BNSF: About 10 oil trains per week pass through county

  • By Jerry Cornfield Herald Writer
  • Tuesday, June 24, 2014 6:09pm

OLYMPIA — Trains each carrying at least 1 million gallons of Bakken crude oil are traveling through Snohomish County roughly 10 times a week, according to a report released Tuesday.

The trains, operated by BNSF Railway, are transporting the North Dakota crude to refineries in Anacortes and Cherry Point, based on information given to the state earlier this month, as required by a new federal directive.

Snohomish County is one of 16 in Washington through which BNSF moves large crude shipments, with the heaviest oil train traffic occurring in communities in the eastern and southwestern areas of the state.

Data released Tuesday only covers train traffic from May 29 through June 4. Nineteen trains went through Klickitat County and 18 each rolled though Adams, Franklin, Skamania, Clark and Benton counties, the report shows. Fourteen trains traveled through King County, nine in Skagit County and five in Whatcom County.

However, the numbers could be higher in some of those communities.

BNSF Railway submitted an updated tally June 16 that won’t be made public until next week. Railroads must inform the state when the weekly number of trains increases or decreases by 25 percent, under the federal rule.

The U.S. Department of Transportation in May ordered railroads to provide states a “reasonable estimate” of the number of trains carrying more than 1 million gallons of Bakken crude expected to travel through each county, each week and along which routes. Railroads are not required to provide the specific days and times of shipments.

BNSF’s report doesn’t identify which routes it uses, as seems to be required under the federal rule, but state officials don’t plan to press for additional details.

“We are comfortable with the information provided and have a solid understanding of the routes that Burlington Northern uses to transport the Bakken crude,” said Karina Shagren, spokeswoman for the state Emergency Management Division.

Any effort to enforce the order would fall to the federal government, which wrote the rule, she said.

Knowing the time and date of an oil train isn’t going to alter how fire departments and hazardous material response teams react should a derailment, explosion, fire or other incident occur, said Lyn Gros, director of the Emergency Services Coordination Agency, which serves 10 cities in south Snohomish County.

“It’s really about having equipment and having training and having an ongoing relationship with the railroads to be ready to respond in the event anything goes wrong,” she said.

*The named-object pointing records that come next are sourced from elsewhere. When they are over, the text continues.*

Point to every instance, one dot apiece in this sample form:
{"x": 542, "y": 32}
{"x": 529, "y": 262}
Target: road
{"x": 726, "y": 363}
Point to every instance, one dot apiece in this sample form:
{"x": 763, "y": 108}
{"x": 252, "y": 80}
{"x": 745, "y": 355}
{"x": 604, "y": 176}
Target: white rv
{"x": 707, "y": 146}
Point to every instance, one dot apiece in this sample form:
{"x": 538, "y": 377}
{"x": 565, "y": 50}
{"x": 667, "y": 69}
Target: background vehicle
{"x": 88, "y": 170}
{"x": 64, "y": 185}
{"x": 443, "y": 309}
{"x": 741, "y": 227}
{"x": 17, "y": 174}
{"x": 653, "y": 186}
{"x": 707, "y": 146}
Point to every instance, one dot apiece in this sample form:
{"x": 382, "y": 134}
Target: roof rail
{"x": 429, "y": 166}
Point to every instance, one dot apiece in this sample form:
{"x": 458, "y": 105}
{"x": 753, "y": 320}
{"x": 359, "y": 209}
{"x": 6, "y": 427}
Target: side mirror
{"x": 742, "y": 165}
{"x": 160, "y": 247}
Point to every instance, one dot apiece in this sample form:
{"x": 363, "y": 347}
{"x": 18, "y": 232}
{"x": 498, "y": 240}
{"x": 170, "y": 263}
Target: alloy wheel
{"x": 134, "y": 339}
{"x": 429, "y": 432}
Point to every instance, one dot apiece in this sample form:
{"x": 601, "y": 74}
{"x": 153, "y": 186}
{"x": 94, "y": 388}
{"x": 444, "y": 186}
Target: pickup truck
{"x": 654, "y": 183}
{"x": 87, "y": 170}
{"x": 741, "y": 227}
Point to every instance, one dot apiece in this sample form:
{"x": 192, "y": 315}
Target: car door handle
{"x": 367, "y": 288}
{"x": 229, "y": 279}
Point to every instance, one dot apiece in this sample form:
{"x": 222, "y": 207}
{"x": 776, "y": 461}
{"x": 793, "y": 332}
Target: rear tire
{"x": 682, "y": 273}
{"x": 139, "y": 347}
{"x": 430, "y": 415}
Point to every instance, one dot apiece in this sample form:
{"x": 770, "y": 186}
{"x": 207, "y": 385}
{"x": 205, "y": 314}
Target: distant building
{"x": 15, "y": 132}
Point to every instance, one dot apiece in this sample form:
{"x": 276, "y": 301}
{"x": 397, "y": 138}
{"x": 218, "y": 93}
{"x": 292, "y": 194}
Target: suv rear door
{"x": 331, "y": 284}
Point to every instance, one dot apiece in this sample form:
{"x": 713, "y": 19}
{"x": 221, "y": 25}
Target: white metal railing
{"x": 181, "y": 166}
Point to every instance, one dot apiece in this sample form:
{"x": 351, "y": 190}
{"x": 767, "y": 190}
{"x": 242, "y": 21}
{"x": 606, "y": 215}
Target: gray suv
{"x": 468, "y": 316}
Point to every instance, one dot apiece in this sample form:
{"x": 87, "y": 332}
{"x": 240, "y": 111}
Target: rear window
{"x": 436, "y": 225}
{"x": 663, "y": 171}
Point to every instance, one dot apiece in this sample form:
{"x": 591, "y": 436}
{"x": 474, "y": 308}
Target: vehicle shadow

A BNSF spokesman could not be reached Tuesday for comment.

Details released Tuesday mirror what residents found when they camped out by tracks and kept count of trains that included tank cars of crude oil, which can be identified by a red, diamond-shaped hazardous-material placard that bears the number 1267.

Gros said the public needs to keep the risk in perspective. Dangerous and volatile cargo like chlorine and propane are routinely transported by rail on the same routes, she said.

Pat McClain, executive director for the city of Everett, said freight traffic is part of the city’s history, and oil trains are simply a newer component of it.

There is growing concern over crude-by-rail shipments at the local, state and federal levels and Everett leaders are engaged in the conversations, he said.

To this point, they are backing development of safer tank cars, ensuring emergency responders have needed equipment and the infrastructure of tracks and at-grade crossings are in safe condition, he said.

The federal order came in response to a surge in oil trains and a spate of accidents in the U.S. and Canada involving Bakken, a light, sweet crude considered more volatile than many other types of oil.

U.S. crude oil shipments by rail topped a record 110,000 carloads in the first quarter of 2014, spurred by booming production of shale oil in the northern Great Plains and other parts of the country, according to the Association of American Railroads.

The state Department of Ecology estimates Bakken crude shipments by rail in Washington rose from zero barrels in 2011 to nearly 17 million barrels in 2013.

BNSF is one of three railroad operators moving large enough shipments of Bakken crude in Washington to require reporting.

The Portland and Western Railroad runs an average of three trains a week between Vancouver and points in Oregon while Tacoma Rail moves the same number in Pierce County each week, according to information posted Tuesday.

Union Pacific Railroad informed the state the company does not move enough Bakken crude oil on any single shipment to meet the reporting threshold.